A investigação foi feita a partir da análise e interpretação dos sinais dos celulares e do acesso aos arquivos que estavam guardados nas nuvens digitais, ou seja em servidores remotos. A investigação não se baseou em interceptação telefônica, mas em quebra de sigilo de dados.
Como se sabe, a arma e o carro utilizados no crime, que podemos chamar de uma execução, nunca foram encontrados. E todas as pistas que sobraram foram encontradas no espaço informacional, por métodos que num extremo exprimem a sofisticação das filtragens dos experts e, no outro, os elementos básicos que estão relacionados ao cotidiano de praticamente qualquer pessoa com um celular.
A polícia partiu de um universo muito grande de busca: 33 mil linhas de celulares ligadas às 2248 torres existentes no trajeto que Marielle fez na noite do crime. O que permitiu refinar esse número foi uma imagem obtida a partir de uma câmera de vigilância da rua em que Marielle participava de um evento naquela noite.
A imagem mostrava um objeto brilhante que parecia ser um celular, em um carro Chevrolet Cobalt prata, que batia com as características que se tinha do veículo dos suspeitos. Até aí estamos no campo da expertise policial.
Mas o celular por ter sido usado, como qualquer outro aparelho, é registrado automaticamente na empresa. Afinal é assim que nossa conta de celular é gerada.
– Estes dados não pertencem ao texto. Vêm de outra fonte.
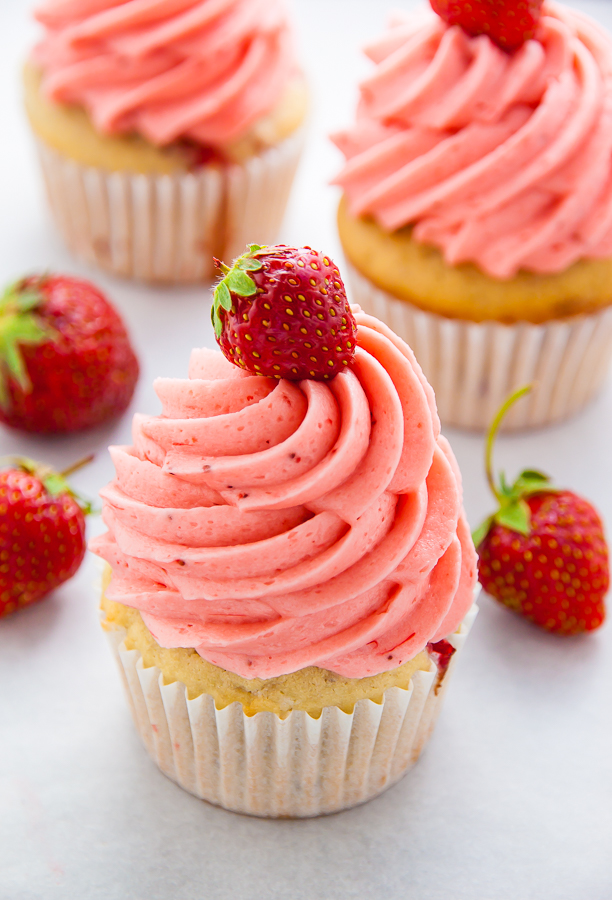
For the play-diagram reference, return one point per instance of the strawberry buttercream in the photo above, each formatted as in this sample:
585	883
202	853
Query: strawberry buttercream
274	525
205	70
504	160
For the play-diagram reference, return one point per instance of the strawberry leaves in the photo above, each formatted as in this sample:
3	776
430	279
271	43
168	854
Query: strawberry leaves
513	512
236	280
19	326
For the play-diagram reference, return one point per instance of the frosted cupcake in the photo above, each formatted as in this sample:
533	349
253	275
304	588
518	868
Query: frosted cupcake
292	571
168	132
477	210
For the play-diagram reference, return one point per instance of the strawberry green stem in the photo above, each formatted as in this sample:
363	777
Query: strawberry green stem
492	435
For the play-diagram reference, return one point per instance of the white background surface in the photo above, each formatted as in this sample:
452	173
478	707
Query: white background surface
513	798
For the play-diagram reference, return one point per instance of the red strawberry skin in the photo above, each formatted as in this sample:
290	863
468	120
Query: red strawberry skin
85	374
42	540
298	324
507	22
558	575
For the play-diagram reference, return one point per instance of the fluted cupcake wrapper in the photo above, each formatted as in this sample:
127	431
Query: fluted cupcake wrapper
296	766
474	366
167	228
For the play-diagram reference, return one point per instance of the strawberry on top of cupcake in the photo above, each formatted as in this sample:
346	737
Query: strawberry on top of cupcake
308	516
477	202
499	158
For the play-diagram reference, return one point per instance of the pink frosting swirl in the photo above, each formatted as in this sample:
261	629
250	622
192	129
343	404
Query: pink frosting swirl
274	525
504	160
206	70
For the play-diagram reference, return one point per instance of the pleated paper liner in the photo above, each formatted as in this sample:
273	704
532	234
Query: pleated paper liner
167	228
297	766
474	366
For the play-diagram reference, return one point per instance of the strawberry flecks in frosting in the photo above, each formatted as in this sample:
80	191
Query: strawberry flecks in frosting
203	70
503	160
273	525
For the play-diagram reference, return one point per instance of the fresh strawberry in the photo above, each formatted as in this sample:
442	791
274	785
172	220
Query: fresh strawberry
66	362
283	312
507	22
543	554
42	533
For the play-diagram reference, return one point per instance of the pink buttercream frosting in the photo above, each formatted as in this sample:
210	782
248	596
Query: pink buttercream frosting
504	160
274	525
205	70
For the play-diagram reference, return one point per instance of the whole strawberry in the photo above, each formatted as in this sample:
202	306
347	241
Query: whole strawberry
507	22
283	312
543	554
66	362
42	534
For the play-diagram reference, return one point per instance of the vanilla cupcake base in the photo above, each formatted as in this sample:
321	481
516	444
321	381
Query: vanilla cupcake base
167	228
296	766
474	366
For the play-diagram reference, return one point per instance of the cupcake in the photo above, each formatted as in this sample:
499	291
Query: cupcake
477	209
290	572
168	132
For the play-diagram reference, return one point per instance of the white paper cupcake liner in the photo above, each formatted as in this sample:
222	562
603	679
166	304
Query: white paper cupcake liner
474	366
298	766
167	228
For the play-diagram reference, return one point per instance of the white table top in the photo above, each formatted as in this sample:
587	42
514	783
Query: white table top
512	799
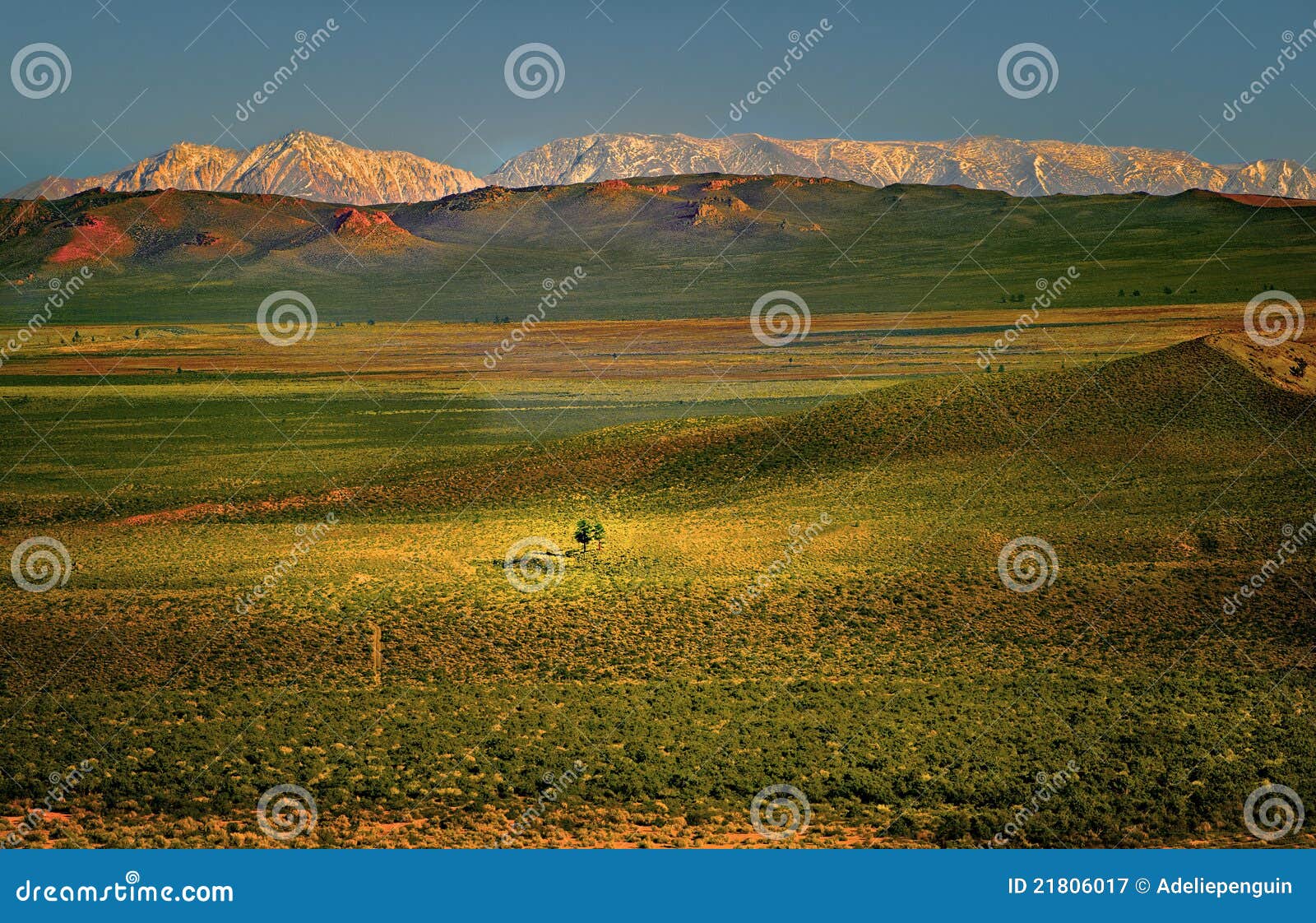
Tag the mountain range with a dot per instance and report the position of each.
(302, 164)
(669, 247)
(319, 168)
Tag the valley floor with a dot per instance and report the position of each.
(800, 583)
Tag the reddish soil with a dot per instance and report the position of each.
(95, 239)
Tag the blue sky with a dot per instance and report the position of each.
(429, 77)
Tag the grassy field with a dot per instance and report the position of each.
(885, 672)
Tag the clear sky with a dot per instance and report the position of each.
(429, 77)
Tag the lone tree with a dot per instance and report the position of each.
(587, 532)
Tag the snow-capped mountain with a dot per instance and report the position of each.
(313, 166)
(304, 165)
(1020, 168)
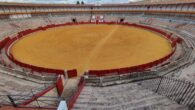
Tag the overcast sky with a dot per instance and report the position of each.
(70, 1)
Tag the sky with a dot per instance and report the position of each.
(70, 1)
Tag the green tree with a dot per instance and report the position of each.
(78, 2)
(82, 3)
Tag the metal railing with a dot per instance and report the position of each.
(41, 102)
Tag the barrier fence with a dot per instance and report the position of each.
(180, 91)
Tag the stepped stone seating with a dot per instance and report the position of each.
(123, 97)
(10, 85)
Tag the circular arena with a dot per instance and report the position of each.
(131, 56)
(91, 47)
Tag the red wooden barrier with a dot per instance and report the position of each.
(73, 73)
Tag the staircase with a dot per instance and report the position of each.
(123, 97)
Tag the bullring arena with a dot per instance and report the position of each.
(134, 56)
(103, 47)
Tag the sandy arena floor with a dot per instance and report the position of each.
(90, 47)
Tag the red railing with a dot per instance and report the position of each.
(92, 72)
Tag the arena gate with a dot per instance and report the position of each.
(97, 18)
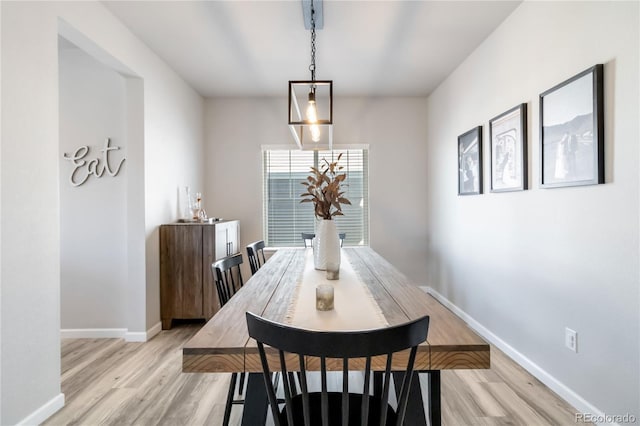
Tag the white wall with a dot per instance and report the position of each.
(525, 265)
(395, 131)
(93, 221)
(30, 218)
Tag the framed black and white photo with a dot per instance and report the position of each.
(470, 162)
(572, 131)
(508, 135)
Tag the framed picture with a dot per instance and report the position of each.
(572, 131)
(470, 162)
(508, 134)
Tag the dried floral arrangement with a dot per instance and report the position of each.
(323, 189)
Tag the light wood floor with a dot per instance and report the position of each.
(110, 382)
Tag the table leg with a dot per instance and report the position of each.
(435, 414)
(256, 402)
(415, 408)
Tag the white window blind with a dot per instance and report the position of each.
(285, 218)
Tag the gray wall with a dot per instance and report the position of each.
(526, 265)
(93, 220)
(170, 126)
(395, 131)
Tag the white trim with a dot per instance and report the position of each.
(44, 412)
(288, 147)
(579, 403)
(111, 333)
(92, 333)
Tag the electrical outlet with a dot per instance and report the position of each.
(571, 339)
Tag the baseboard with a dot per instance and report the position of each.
(579, 403)
(93, 333)
(111, 333)
(44, 412)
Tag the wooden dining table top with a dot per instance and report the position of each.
(223, 343)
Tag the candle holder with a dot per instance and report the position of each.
(324, 297)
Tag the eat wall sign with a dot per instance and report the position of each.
(84, 168)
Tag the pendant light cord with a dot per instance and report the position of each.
(312, 67)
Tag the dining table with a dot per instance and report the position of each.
(277, 291)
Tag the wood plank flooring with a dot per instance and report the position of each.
(111, 382)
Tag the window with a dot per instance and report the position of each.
(285, 218)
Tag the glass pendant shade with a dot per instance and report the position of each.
(311, 113)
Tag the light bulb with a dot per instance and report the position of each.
(312, 117)
(315, 133)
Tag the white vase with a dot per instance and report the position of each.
(326, 245)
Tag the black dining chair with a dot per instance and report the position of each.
(306, 236)
(336, 351)
(228, 279)
(255, 251)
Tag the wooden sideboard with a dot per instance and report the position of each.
(187, 250)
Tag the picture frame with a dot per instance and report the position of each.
(572, 131)
(508, 150)
(470, 162)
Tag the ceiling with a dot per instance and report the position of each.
(253, 48)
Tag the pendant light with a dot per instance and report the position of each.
(311, 103)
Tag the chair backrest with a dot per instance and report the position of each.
(306, 236)
(227, 280)
(255, 251)
(344, 345)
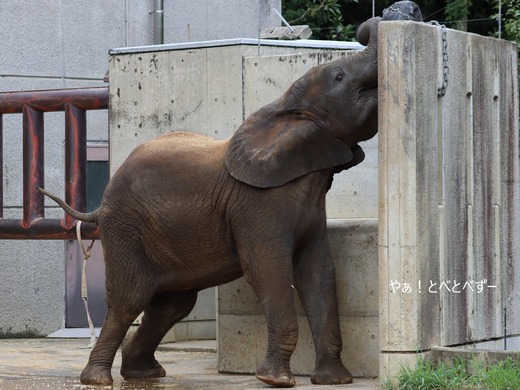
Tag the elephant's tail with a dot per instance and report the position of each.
(85, 217)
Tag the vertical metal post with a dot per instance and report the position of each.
(33, 204)
(158, 23)
(75, 160)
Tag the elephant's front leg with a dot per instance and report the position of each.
(270, 275)
(316, 284)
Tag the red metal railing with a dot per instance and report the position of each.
(32, 105)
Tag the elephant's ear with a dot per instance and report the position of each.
(271, 150)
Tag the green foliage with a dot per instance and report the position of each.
(458, 375)
(511, 21)
(324, 17)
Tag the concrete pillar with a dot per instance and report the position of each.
(448, 187)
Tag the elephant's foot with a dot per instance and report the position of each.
(96, 375)
(142, 370)
(275, 376)
(331, 373)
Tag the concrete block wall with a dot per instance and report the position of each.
(448, 187)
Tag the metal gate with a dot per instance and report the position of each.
(32, 105)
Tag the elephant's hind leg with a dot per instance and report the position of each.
(97, 371)
(129, 291)
(165, 309)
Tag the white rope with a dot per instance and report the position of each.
(84, 291)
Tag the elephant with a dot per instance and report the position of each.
(186, 212)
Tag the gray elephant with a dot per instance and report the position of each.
(186, 212)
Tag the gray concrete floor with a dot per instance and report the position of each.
(34, 364)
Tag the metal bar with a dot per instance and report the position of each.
(45, 229)
(33, 204)
(158, 23)
(32, 105)
(75, 160)
(54, 100)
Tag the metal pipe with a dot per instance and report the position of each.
(158, 23)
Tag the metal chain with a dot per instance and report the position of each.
(441, 91)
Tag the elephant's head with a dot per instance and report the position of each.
(315, 125)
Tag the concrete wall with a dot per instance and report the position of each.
(211, 90)
(64, 44)
(448, 187)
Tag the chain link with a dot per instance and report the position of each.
(441, 91)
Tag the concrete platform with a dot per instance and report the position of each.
(34, 364)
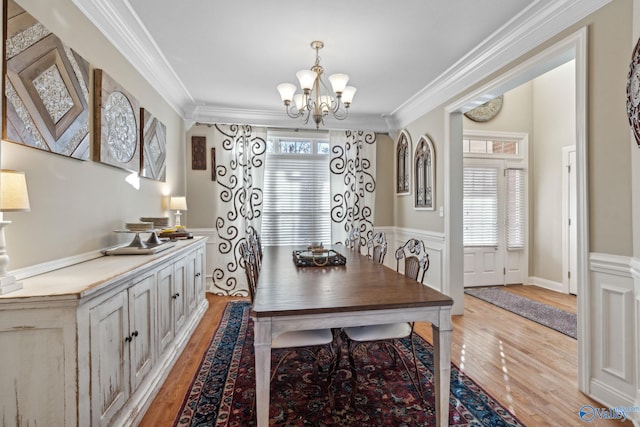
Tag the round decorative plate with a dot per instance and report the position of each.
(633, 93)
(486, 111)
(120, 122)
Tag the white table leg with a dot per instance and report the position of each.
(442, 366)
(262, 351)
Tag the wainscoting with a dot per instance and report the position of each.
(611, 329)
(613, 357)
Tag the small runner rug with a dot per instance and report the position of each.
(223, 390)
(551, 317)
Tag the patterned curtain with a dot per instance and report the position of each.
(240, 156)
(353, 184)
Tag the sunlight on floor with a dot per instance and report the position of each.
(505, 375)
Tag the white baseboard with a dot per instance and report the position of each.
(547, 284)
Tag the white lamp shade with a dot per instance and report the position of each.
(325, 103)
(178, 203)
(347, 94)
(298, 98)
(13, 192)
(338, 82)
(306, 78)
(287, 90)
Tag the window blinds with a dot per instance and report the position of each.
(480, 191)
(296, 200)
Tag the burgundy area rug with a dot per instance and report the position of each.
(551, 317)
(223, 390)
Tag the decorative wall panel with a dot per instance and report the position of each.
(46, 97)
(154, 147)
(116, 115)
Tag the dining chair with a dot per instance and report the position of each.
(416, 263)
(255, 243)
(377, 247)
(310, 340)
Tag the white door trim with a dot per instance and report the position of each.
(572, 47)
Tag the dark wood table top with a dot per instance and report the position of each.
(361, 284)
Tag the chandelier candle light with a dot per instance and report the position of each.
(316, 99)
(178, 204)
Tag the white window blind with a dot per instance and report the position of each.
(480, 222)
(296, 199)
(515, 208)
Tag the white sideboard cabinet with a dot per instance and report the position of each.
(91, 344)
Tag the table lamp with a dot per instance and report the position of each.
(13, 198)
(178, 204)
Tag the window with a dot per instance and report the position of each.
(424, 174)
(495, 190)
(515, 208)
(297, 195)
(480, 206)
(403, 164)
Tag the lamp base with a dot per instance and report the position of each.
(9, 284)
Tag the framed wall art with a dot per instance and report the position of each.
(424, 167)
(213, 164)
(486, 111)
(199, 152)
(403, 163)
(46, 97)
(153, 135)
(116, 115)
(633, 93)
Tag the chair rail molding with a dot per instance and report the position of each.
(434, 244)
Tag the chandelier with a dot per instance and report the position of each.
(316, 99)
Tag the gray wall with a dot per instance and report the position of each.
(76, 205)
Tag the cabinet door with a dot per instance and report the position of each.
(180, 293)
(109, 358)
(199, 274)
(191, 293)
(142, 299)
(164, 295)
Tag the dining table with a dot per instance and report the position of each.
(361, 292)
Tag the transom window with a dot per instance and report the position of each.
(490, 146)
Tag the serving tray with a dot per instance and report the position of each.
(319, 257)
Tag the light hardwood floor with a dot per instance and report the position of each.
(530, 369)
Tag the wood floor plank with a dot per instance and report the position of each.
(530, 369)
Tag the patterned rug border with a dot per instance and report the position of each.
(554, 318)
(230, 333)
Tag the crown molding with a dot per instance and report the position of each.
(533, 26)
(279, 119)
(119, 23)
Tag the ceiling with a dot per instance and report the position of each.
(222, 60)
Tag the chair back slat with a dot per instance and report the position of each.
(353, 239)
(377, 247)
(416, 259)
(250, 267)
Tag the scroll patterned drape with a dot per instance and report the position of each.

Pelo tempo de uso e se está ou não dentro de sua área de cobertura, ou seja, revelando aproximadamente sua localização (o que pode ser refinado com a associação do dispositivo ao GPS, coisa que geralmente ocorre). Nesse ponto, adentramos no uso cotidiano do aparelho.
Mini brother is watching you
Isso permitiu reduzir o universo de busca a 318 linhas. Uma delas, registrava uma ligação para o número do PM Ronnie Lessa, que já era suspeito nas investigações. A partir daí, foi solicitada a quebra de sigilo dos seus dados. Pelo acesso às buscas de Lessa na internet, verificou-se que ele seguia eventos de Marielle e fez buscas por armas, silenciadores entre outras informações alguns dias antes do assassinato da vereadora.
Apesar de não ser suficiente para esclarecer a perguntar que não quer calar: quem mandou matar Marielle?, a investigação foi um grande passo no processo de desvendamento do crime.
Mas o que aconteceu aí deixa claro também que vivemos no mundo do mini brother is watching you, em que somos bancos de dados ambulantes que deixamos pegadas e rastros de nossa atividades em servidores de todo tipo.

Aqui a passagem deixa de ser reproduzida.